Cam doesn’t say anything about my glasses when we next meet, and I don’t say anything about seeing him downtown. He buys me a root beer and drives us to a part of the woods where the sun’s already set. I feel my stomach fizzing as we pull off the dirt track.
‘Cam?’ My voice is a stupid squeak. ‘Cam, I need to tell you something …’

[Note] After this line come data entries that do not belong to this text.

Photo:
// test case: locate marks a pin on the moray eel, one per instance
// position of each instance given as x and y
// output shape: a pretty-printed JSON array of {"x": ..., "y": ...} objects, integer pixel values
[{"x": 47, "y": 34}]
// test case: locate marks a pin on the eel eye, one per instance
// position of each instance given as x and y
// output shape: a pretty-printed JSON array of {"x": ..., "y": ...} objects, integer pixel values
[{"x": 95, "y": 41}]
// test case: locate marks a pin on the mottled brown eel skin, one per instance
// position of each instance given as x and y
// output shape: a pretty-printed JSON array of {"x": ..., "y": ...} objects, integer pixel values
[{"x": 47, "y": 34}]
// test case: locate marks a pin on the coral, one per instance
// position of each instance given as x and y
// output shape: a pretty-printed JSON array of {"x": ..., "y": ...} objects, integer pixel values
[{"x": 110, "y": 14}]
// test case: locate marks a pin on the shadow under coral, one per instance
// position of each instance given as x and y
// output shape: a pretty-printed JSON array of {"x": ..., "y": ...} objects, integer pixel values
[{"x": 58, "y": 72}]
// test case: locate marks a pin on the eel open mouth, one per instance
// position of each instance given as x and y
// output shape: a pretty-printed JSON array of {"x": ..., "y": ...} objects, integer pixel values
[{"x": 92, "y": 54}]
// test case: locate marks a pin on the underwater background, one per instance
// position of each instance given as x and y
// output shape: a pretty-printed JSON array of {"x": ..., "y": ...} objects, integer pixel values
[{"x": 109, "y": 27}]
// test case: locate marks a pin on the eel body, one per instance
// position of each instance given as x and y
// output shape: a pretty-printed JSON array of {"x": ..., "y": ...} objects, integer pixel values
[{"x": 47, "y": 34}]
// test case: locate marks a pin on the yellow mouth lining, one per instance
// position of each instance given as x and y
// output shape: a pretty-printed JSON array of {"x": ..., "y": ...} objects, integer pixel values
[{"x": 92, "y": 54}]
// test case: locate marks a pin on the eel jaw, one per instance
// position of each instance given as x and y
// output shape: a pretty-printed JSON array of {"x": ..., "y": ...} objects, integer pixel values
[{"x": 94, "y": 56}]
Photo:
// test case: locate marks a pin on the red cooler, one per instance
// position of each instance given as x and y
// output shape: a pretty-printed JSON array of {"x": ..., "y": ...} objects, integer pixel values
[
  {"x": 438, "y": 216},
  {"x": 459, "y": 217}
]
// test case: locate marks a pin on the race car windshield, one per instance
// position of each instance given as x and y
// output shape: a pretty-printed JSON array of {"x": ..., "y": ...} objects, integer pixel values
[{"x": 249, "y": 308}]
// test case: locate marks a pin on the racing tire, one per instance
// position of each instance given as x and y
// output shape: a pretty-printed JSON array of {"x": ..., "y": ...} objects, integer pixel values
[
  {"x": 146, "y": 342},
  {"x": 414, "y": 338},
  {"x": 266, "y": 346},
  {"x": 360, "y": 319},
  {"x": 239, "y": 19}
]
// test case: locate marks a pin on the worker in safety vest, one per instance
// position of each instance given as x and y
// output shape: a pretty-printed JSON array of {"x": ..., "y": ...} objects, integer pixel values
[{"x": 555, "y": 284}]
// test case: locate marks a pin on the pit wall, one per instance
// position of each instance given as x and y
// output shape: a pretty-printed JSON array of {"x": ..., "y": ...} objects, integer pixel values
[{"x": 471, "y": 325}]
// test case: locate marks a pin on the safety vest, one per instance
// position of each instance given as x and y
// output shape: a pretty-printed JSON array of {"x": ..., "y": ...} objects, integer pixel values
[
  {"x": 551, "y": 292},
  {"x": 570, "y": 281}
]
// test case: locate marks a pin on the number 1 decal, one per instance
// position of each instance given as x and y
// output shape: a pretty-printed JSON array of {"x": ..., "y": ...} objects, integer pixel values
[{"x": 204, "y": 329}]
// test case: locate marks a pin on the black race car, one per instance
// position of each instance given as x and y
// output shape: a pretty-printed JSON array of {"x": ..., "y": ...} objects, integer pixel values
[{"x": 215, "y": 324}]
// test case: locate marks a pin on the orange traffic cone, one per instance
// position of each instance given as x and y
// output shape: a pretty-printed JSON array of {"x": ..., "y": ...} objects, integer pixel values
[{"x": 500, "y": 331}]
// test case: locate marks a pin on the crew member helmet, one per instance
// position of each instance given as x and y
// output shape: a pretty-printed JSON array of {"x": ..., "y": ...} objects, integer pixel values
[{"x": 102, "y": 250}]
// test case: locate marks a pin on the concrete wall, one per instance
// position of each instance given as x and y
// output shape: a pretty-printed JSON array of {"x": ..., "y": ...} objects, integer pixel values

And just like that, it all spills out of me: about the fits, about the church bells in my ears, about the looks my family give me and all the money I’m costing them. I tell him that he shouldn’t be with me, that there’s too much wrong with me. He’s quiet through all of it, one big hand still on the wheel. I hiccup and my glasses fall off my face, right onto the floor of the pickup.
‘Oh, Cam! Oh, I’m sorry!’
It’s so dark, and my eyes so blurry, I have to dig between my knees to find them. Still Cam doesn’t say anything. Scary pictures flash through my head: Cam booting me out of the truck, Cam driving off, Cam leaving me alone in the woods all night. Then I feel his big hands reaching through the dark, wiping my tears.
‘Shhh, honey. Shhh. Come here.’
In his arms, my body judders like a chainsaw. He keeps shushing me as I breathe in salty gulps. After a while, all that’s left for him to shush are wet sounds. I swallow a lump of spit. I sniff against his shirtfront. His plaid smells like woodchips and something sweet, maybe resin or cologne.
‘I’ll make you better,’ Cam says. ‘I’ll make it all better.’
Lisa’s baby has just started kicking. She shows me one evening when I’m over at her house, getting help with my homework while she does macramé. Doing macramé is just about Lisa’s favourite thing now that she’s pregnant. She’s made macramé clothes for the baby, and macramé blankets, and even a macramé cradle swing. I want her to teach me, but she says I have to do my math homework first. Knowing me, I’d probably mess it up anyway.
I’m trying to figure out a problem, something about a farmer with ten Thanksgiving turkeys, when Lisa makes a funny sound behind me. ‘Ouf!’ She grabs her belly. ‘So
meone just woke up in a bad mood!’
‘Who?’
She stares at me like I’m stupid and keeps rubbing her belly until I realise she means the baby. I put down my homework and scooch up to the sofa. It’s quiet for a while. Then Lisa laughs softly and puts my hands on the swelling under her paisley dress.
‘Feel him?’ she asks.
There’s a rippling beneath my palms, like water in a creek.
‘Yeah. I think so.’
Across the room, the clock chimes seven. Lisa smiles and picks up her macramé again, tells me Bobby will be home any minute. I think of Cam when she says that, how he’d look coming through the door of a house just like this one, and it’s a nice thought.
Something funny happens to Cam about the third time we make love. Not ha-ha funny, but the other kind, where my face gets hot and the back of my eyes start stinging. He rubs himself, but nothing happens. He cusses. He draws his big, long body away from mine.
‘I’m sorry, Cam …’ I start.
I don’t know why but that makes him cuss again. Then he looks down at my stupid fat chest and laughs, a mean sound like a bark. I cover myself and he sits up, picks my glasses up from the dashboard. For a minute, I think he’s going to do something cruel like snap them or toss them out the window. But he doesn’t.
‘Are you really sorry, Jan?’ Cam says, his voice like clouds scudding over the moon.
‘Yes, of course!’
‘Maybe you can do something for me then.’
‘Anything.’
‘Close your eyes.’
I do what he says, even though it gives me goosebumps. He clicks open the glove compartment and takes something out of it, dumps it in my lap. Then he fixes my glasses over my eyes.
‘Open up, honey.’
There’s a magazine open to a picture of a naked lady tied up with something around her mouth. Her eyes look big, and her private parts are all on show like a skinned rabbit. Cam turns the page and there’s another lady tied up, this time on her knees with her rear-end facing the camera. Next, a lady hanging with her arms over her head and her hair falling over her face. She looks different from the others, a bit like those pictures of Jesus being killed.